Thursday, July 22, 2004

Play "Chinatown" For Me....

The news that confronted the film music world this morning was not unexpected, but it's still terribly sad: Jerry Goldsmith has died, at the age of 75.



Goldsmith had been battling cancer for several years, and in more recent months, a certain sense of mortality has been creeping into the film music community with every announcement that Goldsmith has either left a film project or cancelled a concert appearance.
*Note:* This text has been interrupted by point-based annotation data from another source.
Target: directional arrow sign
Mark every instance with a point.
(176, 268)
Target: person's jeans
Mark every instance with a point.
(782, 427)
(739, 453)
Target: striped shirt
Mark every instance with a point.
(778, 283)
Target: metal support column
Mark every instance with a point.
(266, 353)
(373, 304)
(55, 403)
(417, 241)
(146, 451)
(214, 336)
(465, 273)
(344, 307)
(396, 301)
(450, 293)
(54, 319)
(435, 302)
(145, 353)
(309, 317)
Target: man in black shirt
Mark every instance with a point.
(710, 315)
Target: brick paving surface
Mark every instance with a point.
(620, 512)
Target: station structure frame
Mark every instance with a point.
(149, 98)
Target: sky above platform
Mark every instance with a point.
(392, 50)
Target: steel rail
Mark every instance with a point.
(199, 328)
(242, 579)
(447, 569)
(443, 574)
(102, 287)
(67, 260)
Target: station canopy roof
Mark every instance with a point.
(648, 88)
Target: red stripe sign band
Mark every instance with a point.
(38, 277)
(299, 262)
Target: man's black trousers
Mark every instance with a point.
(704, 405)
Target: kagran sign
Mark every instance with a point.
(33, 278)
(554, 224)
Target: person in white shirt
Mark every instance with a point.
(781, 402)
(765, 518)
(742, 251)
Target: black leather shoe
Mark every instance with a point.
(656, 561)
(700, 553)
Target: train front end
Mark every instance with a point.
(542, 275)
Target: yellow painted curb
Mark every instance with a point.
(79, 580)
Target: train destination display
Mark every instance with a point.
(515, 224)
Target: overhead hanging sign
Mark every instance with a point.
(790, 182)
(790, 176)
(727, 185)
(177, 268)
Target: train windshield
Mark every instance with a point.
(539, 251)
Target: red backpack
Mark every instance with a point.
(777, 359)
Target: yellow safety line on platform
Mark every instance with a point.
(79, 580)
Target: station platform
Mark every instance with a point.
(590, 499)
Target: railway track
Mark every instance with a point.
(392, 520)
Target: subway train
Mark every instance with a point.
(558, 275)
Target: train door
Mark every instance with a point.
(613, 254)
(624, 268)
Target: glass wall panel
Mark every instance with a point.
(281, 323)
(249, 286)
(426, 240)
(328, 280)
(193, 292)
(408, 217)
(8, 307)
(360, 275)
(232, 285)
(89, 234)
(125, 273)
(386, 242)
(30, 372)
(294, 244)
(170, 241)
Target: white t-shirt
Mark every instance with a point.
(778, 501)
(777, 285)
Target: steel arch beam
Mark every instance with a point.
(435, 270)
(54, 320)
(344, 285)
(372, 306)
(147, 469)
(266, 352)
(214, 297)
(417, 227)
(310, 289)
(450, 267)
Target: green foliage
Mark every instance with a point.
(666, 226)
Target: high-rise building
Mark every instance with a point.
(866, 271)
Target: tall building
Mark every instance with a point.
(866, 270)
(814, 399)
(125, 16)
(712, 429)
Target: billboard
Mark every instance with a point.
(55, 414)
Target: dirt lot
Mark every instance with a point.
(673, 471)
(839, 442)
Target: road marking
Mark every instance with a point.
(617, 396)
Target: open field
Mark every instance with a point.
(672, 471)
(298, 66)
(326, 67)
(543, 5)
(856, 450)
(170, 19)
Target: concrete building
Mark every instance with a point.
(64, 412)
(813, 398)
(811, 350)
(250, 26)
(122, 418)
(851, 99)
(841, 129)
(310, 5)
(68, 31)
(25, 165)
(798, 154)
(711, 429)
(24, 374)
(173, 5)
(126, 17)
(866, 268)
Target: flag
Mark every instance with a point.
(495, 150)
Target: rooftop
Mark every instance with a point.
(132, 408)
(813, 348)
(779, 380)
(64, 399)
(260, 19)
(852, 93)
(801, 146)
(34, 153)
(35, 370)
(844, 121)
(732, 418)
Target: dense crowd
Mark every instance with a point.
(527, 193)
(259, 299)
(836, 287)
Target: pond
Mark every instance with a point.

Goldsmith wrote music for literally hundreds of movies and television shows in a career that spanned decades. I really don't know what more to say than this. I adored a great deal of his music, although admittedly I was less impressed with his more recent work than many other film music fans. Still, a composer whose career includes such magnificent scores as Chinatown, The Wind and the Lion, The Omen, Legend, Total Recall, Star Trek: The Motion Picture and Basic Instinct has to be considered among the very greatest voices that film music has had to offer. Among Goldsmith's many influences were Stravinsky, Ravel, and Copland; Goldsmith was also well known for his extensive use of electronica (he approached synthesized sounds as supplements to his orchestra, never as a replacement) and for his early avant-garde style in such scores as Planet of the Apes.

Now that Goldsmith has died, this leaves Elmer Bernstein and John Williams as the "grand old men" of film music. While I am more optimistic than many about the future of film music, what with people like Howard Shore and Thomas Newman moving to the fore, I still mourn the passing of a name that surely deserves to rank with Herrmann, Rozsa, Korngold and Steiner.

Farewell, Maestro Goldsmith. Your voice will be missed -- though long may it be heard.

(Thanks to Jayme Lynn Blaschke, who notified me via e-mail about Goldsmith's passing. He posts his own thoughts here.)